Tuesday, July 5, 2016

Review: The Neon Demon



I have tried to get behind Nicolas Winding Fehn’s films, always being puzzled by them, but in the end, I find them a bit too fashionably abstract and recycled for my tastes. When I saw the first trailers for The Neon Demon I became excited, maybe he finally made a film that would fulfill the promise he seemed to have but was not able to fully convey ( Valhalla Rising was too comfortable with being vague with no real point behind it and Bronson was to exploitive and shallow). I have to say I was not disappointed. The most challenging film I have seen this year would without a doubt be The Neon Demon.

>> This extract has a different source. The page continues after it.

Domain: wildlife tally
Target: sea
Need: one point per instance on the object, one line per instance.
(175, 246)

A kind of abstracted postmodern horror film that doubles as a pervert’s guide to economics ( more on this later). No real characters. No suspense. No tragedy. Only cold, shiny surfaces devoid of emotion and blind hunger unfulfilled. There is a lot of talk about currency and the economic value of beauty, combined with the surrealist eyeball ending straight out of a Bataille novel and director Refn’s intentions become clear, The Neon Demon is a Sadean/Bataillean critique of the use of capital/human worth in this strange new era we seem to be lost in ( both de Sade and Bataille would use transgressive/perverse imagery to examine political/economic themes in their writing). Elle Fanning gives an amazing performance as a postmodern vampiric innocent turned virginal libertine. A flawed masterpiece, a little all over the place and a bit overlong, but visually stunning and bravely alienated and challenging, just the kind of film we need to counter the empty action porn of the summer blockbuster’s monopoly of our imaginations.